C’est dans ce contexte de fortes mobilisations qu’il nous paraît opportun de revenir sur l’historique des artistes dans les manifestations, et plus largement sur les pratiques culturelles et artistiques qui s’érigent en formes légitimes d’interpellation des pouvoirs publics. Cette esthétisation des pratiques contestataires se manifeste tant par le recours de mouvements de la société civile aux services d’artistes pour construire une problématique en problème publique, que par la reprise de codes culturels par des citoyens.
Les manifestations en fête
L’art est indissociable de la notion de contestation, l’histoire de l’art étant « aussi celle de tentatives successives d’affranchissement vis-à-vis d’une instance dominante, que ce soit le clergé, un prince, un régime totalitaire ou le marché ». La figure de l’artiste engagé est très répandue – dans l’histoire de l’art récente, Guernica en est l’illustration la plus célèbre – et plus récemment est apparu le néologisme « artivisme » faisant référence à l’art relatif aux préoccupations politiques.
Au-delà de l’artiste engagé, l’art peut se placer au service de l’engagement militant. Si dans le passé, l’engagement des artistes se manifestait souvent a posteriori, pour dénoncer un évènement achevé et perpétuer la mémoire de ses victimes ; nous souhaitons ici nous arrêter sur l’utilisation de l’art au moment présent, ayant vocation à doter une action contestataire d’une visibilité et d’une légitimité redoublées.
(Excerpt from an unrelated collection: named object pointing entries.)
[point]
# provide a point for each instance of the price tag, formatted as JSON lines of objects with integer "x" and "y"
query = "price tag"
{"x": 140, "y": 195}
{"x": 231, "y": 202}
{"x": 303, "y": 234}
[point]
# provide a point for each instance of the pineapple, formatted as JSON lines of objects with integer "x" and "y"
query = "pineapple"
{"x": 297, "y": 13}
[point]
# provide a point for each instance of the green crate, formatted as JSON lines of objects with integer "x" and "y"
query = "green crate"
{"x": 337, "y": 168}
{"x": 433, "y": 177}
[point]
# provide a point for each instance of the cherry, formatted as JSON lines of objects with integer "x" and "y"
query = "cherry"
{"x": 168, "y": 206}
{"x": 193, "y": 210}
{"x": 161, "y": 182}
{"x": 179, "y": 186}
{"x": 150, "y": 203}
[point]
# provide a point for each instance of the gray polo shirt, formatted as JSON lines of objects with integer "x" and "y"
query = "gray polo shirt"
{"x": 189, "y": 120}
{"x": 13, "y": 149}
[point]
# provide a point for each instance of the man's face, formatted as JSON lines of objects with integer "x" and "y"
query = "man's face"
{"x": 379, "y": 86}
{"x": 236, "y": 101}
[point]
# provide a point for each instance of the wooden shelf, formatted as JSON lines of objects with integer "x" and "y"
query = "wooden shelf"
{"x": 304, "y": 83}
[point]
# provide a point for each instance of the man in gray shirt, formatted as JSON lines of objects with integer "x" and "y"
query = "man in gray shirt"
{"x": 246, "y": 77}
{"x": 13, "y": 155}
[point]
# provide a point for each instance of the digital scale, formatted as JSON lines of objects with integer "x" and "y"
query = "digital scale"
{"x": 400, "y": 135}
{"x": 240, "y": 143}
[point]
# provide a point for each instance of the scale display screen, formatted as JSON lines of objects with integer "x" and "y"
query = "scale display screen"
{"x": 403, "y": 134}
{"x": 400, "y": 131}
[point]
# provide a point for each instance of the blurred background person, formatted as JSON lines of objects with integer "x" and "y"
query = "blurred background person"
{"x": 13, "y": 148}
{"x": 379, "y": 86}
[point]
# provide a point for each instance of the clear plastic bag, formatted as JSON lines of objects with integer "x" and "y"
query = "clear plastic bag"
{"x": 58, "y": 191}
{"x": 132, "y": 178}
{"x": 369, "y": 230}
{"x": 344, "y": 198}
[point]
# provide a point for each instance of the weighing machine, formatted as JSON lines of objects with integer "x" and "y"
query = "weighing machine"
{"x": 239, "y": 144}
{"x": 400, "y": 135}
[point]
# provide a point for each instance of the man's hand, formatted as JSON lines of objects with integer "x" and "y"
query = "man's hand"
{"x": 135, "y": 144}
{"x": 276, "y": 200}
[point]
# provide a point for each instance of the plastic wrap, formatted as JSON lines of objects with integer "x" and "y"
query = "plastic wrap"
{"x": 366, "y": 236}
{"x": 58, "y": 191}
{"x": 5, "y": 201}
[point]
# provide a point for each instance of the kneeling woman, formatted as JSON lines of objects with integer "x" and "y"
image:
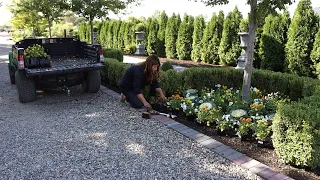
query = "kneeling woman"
{"x": 137, "y": 77}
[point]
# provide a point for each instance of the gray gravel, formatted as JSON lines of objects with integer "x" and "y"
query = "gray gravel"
{"x": 95, "y": 136}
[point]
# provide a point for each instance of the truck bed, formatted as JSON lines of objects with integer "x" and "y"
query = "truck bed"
{"x": 66, "y": 66}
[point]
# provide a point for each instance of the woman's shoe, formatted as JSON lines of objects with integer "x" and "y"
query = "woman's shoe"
{"x": 123, "y": 98}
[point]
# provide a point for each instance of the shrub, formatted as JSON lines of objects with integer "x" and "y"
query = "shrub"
{"x": 113, "y": 53}
{"x": 130, "y": 49}
{"x": 300, "y": 39}
{"x": 296, "y": 134}
{"x": 166, "y": 66}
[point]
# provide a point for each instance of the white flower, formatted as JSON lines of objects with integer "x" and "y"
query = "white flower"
{"x": 208, "y": 105}
{"x": 238, "y": 113}
{"x": 191, "y": 98}
{"x": 184, "y": 106}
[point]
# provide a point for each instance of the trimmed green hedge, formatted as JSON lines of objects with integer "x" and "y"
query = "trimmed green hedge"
{"x": 113, "y": 53}
{"x": 293, "y": 86}
{"x": 296, "y": 132}
{"x": 296, "y": 127}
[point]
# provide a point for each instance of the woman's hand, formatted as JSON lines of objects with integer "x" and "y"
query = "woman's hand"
{"x": 163, "y": 98}
{"x": 147, "y": 105}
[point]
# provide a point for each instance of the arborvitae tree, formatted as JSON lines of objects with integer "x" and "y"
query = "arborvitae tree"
{"x": 244, "y": 25}
{"x": 220, "y": 24}
{"x": 171, "y": 35}
{"x": 210, "y": 41}
{"x": 199, "y": 26}
{"x": 272, "y": 44}
{"x": 103, "y": 33}
{"x": 160, "y": 47}
{"x": 110, "y": 34}
{"x": 152, "y": 37}
{"x": 315, "y": 55}
{"x": 127, "y": 34}
{"x": 300, "y": 39}
{"x": 121, "y": 35}
{"x": 184, "y": 40}
{"x": 116, "y": 29}
{"x": 229, "y": 49}
{"x": 147, "y": 24}
{"x": 82, "y": 31}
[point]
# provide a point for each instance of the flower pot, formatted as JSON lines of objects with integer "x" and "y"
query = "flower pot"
{"x": 191, "y": 117}
{"x": 33, "y": 63}
{"x": 264, "y": 144}
{"x": 221, "y": 133}
{"x": 45, "y": 62}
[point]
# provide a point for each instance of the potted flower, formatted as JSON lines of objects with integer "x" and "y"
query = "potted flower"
{"x": 36, "y": 56}
{"x": 208, "y": 114}
{"x": 174, "y": 103}
{"x": 262, "y": 131}
{"x": 244, "y": 130}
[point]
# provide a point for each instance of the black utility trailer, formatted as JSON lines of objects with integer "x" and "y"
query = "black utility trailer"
{"x": 72, "y": 62}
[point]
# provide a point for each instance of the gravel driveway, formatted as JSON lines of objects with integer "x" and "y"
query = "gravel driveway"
{"x": 85, "y": 136}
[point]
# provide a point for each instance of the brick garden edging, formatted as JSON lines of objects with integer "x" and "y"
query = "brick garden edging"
{"x": 227, "y": 152}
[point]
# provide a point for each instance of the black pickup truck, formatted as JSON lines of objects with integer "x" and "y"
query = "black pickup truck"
{"x": 72, "y": 62}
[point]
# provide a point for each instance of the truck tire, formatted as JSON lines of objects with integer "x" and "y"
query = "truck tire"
{"x": 11, "y": 74}
{"x": 92, "y": 82}
{"x": 26, "y": 87}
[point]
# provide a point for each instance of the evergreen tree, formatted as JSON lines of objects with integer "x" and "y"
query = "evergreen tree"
{"x": 199, "y": 26}
{"x": 229, "y": 49}
{"x": 171, "y": 35}
{"x": 210, "y": 41}
{"x": 121, "y": 35}
{"x": 109, "y": 43}
{"x": 272, "y": 43}
{"x": 103, "y": 33}
{"x": 116, "y": 29}
{"x": 300, "y": 39}
{"x": 220, "y": 25}
{"x": 152, "y": 37}
{"x": 184, "y": 40}
{"x": 315, "y": 55}
{"x": 160, "y": 47}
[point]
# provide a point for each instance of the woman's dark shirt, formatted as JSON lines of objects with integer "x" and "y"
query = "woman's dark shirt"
{"x": 135, "y": 79}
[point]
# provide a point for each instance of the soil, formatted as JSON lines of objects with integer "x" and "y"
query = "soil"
{"x": 266, "y": 156}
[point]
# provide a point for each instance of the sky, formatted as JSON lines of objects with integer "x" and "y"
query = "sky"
{"x": 148, "y": 7}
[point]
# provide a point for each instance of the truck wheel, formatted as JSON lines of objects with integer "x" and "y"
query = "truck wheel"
{"x": 26, "y": 87}
{"x": 11, "y": 73}
{"x": 92, "y": 82}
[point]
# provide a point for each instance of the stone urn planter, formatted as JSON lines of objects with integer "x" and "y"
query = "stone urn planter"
{"x": 244, "y": 36}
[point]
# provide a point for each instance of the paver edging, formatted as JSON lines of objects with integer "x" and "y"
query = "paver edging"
{"x": 227, "y": 152}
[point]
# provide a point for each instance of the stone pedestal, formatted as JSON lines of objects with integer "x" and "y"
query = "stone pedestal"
{"x": 244, "y": 44}
{"x": 140, "y": 47}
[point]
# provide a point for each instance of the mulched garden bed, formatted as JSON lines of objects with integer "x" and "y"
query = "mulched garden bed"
{"x": 266, "y": 156}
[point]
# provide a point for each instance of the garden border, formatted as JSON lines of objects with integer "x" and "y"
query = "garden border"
{"x": 227, "y": 152}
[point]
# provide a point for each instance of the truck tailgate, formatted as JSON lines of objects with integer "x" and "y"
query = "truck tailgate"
{"x": 66, "y": 66}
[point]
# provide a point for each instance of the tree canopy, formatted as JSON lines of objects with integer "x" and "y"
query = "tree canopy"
{"x": 259, "y": 10}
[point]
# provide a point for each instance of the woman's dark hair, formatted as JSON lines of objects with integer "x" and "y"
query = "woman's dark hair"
{"x": 147, "y": 64}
L’utilisation des codes artistiques dans la mobilisation occidentale actuelle a rencontré un succès, selon Martine Bouchier et Dominique Dehais, à la suite du sommet altermondialiste de Seattle de 1999. Selon eux, les luttes ont dès lors revêtu un caractère plus ludique, insolite, ayant recours au registre de l’humour. Pour résumer, « changer le monde n’a jamais été aussi amusant ».
Ce changement de registre contestataire a notamment été rendu possible par l’avènement des réseaux sociaux, ayant permis la diffusion des images, et donné de la force à la « révolution colorée ». Celle-ci se traduit par la forte « colorisation » des manifestants, qui se rassemblent autour de symboles colorés, pour trancher avec les forces de l’ordre et faire entendre – et voir – leur opposition. Cette tendance peut être illustrée par la révolution orange en Ukraine (2004) et verte en Iran (2009), la révolution des tournesols à Taïwan (2014), ou encore les « Pussy hats » roses à Washington (2017).
Le recours au registre de la joie ou, à minima, de la convivialité malgré la dénonciation de situations ou d’actes graves a pour intérêt d’attirer de nouveaux militants et de susciter la sympathie du public. Outre l’utilisation de codes culturels pour l’atout de visibilité qu’ils représentent, « certaines manifestations sont en elles-mêmes des pratiques créatives : occupations, actions-chocs, carnavals… ».
La théâtralité au coeur des pratiques contestataires
Même sous sa forme la plus routinière qu’est la manifestation, l’action collective s’entoure de déguisements, banderoles, caricatures, chants protestataires…, autant d’éléments qui rappellent le rôle de tremplin vers le changement sociétal parfois joué par l’art.
Dans ce contexte d’esthétisation des luttes sociales, la performance retrouve toute sa place dans les manifestations. Celles-ci sont le théâtre de mises en scène parfois très… théâtrales. Dans l’actualité récente, l’artiste performeuse luxembourgeoise Déborah de Robertis – connue pour son apparition dénudée devant L’Origine du monde de Courbet au musée d’Orsay – a fait s’immobiliser cinq Marianne seins nus face aux gendarmes déployés pour contenir les manifestations des gilets jaunes.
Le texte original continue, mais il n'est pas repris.